Ontario Liberals Violated Criminal Code With Alleged Bribe: Reports

TORONTO - Media reports say police believe two Ontario Liberals broke the law by offering a job to an individual in return for having him not run as a candidate in the Sudbury byelection.

The allegations are contained in an Ontario Provincial Police document sworn before a judge to get a production order for evidence, and was obtained by the Globe and Mail on Thursday.

The Globe and Mail report says OPP Detective-Constable Erin Thomas is quoted in the document as saying she "has reasonable grounds to believe and does believe" that the job offer to Andrew Olivier violates the criminal code.

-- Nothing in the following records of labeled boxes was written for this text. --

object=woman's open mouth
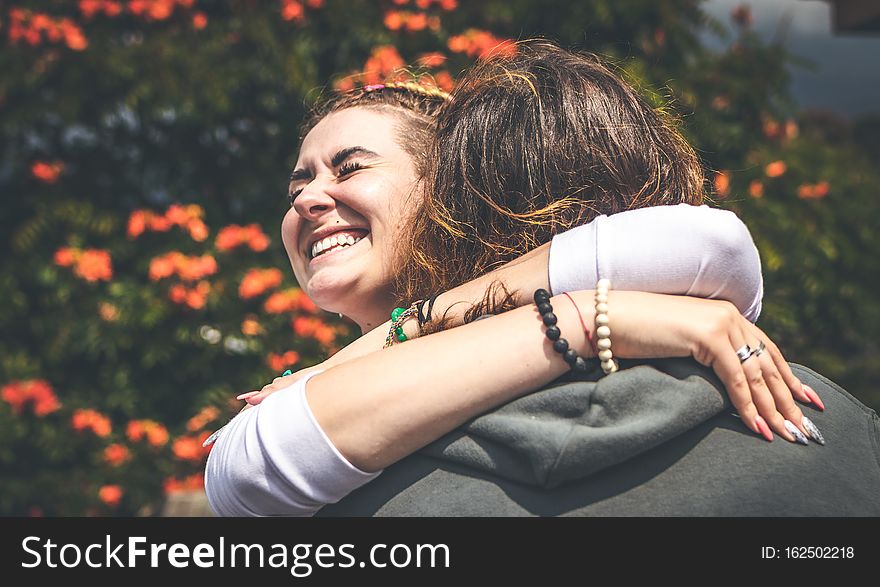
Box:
[309,229,369,261]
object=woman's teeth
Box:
[312,234,363,259]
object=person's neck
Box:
[343,296,394,334]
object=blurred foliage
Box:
[0,0,880,515]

Police cite section 125 (b), part of the code's anti-corruption section, which prohibits "negotiating appointments." The police allegations have not been tested in court, and no charges have been laid.

Premier Kathleen Wynne has denied that the Liberals made any specific offers to Olivier and has promised to co-operate with the police investigation.

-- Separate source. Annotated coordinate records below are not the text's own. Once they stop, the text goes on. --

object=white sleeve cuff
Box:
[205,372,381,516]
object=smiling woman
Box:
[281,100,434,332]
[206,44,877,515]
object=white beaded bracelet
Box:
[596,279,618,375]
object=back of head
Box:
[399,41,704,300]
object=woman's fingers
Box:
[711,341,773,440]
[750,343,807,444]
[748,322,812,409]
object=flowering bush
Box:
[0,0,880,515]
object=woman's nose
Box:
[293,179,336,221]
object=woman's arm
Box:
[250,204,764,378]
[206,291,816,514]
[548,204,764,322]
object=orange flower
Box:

Late last year Wynne asked Olivier, who ran for the Liberals in last year's general election, not to seek the nomination for Thursday's byelection because she wanted to appoint another candidate.

Olivier has alleged that the Liberals offered him a job or appointment in exchange for his stepping aside for Glenn Thibeault, who left his job as an NDP MP to run for the provincial Liberals.

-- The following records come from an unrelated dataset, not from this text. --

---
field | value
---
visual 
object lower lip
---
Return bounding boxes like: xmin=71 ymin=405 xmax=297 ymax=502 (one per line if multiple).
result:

Olivier, who is quadriplegic and records conversations in lieu of taking notes, posted audio to YouTube of his talks with two Liberals — Ontario Liberal campaign director Pat Sorbara and Gerry Lougheed, a Sudbury Liberal fundraiser.

In one of the recordings Olivier posted to YouTube, a man he identified as Lougheed says he is there on behalf of the premier to ask if he would consider stepping aside and nominating Thibeault, and telling Olivier they want to give him options "in terms of appointments, jobs or whatever.''

Olivier said Sorbara called him the next day and suggested Wynne had all but decided to appoint Thibeault as the candidate in favour of an open nomination race.

"We should have the broader discussion about what is it that you'd be most interested in doing, then decide what shape that could take that would fulfil that, is what I'm getting at, whether it's a full-time or part-time job at a (constituency) office, whether it is appointments to boards or commissions, whether it is also going on the (party executive),'' Sorbara is heard saying in the recording.

Wynne has said Olivier's allegations are false, insisting that "there were no specific offers made in requests for any specific action" to Olivier.

The Liberals have said Olivier's recordings vindicate them, as they were discussing ways Olivier could remain involved in the party or with accessibility work, but only after he was already told he wouldn't be the candidate.

They also said Lougheed is neither a government nor Liberal staff member and speaks for himself.

In a statement to local media in December, Lougheed said that he does not have the authority to offer jobs and "at no time'' did he promise Olivier a job or appointment if he stepped aside.

The opposition parties had asked the OPP to investigate Olivier's allegations, suggesting they could contravene sections of the Criminal Code that relate to offering government advantages and securing appointments.

The OPP determined last month that no criminal offence was committed, but later reopen the investigation in light of Olivier's audio.

A spokeswoman for Wynne said late Thursday that it is common for an investigator to make an assertion in order to obtain a warrant.

"It is in no way confirmation that an offense has occurred," the spokeswoman said in an email.

Elections Ontario is also investigating and has interviewed both Wynne and Sorbara, after the New Democrats suggested the Liberals' alleged conduct violates the Election Act.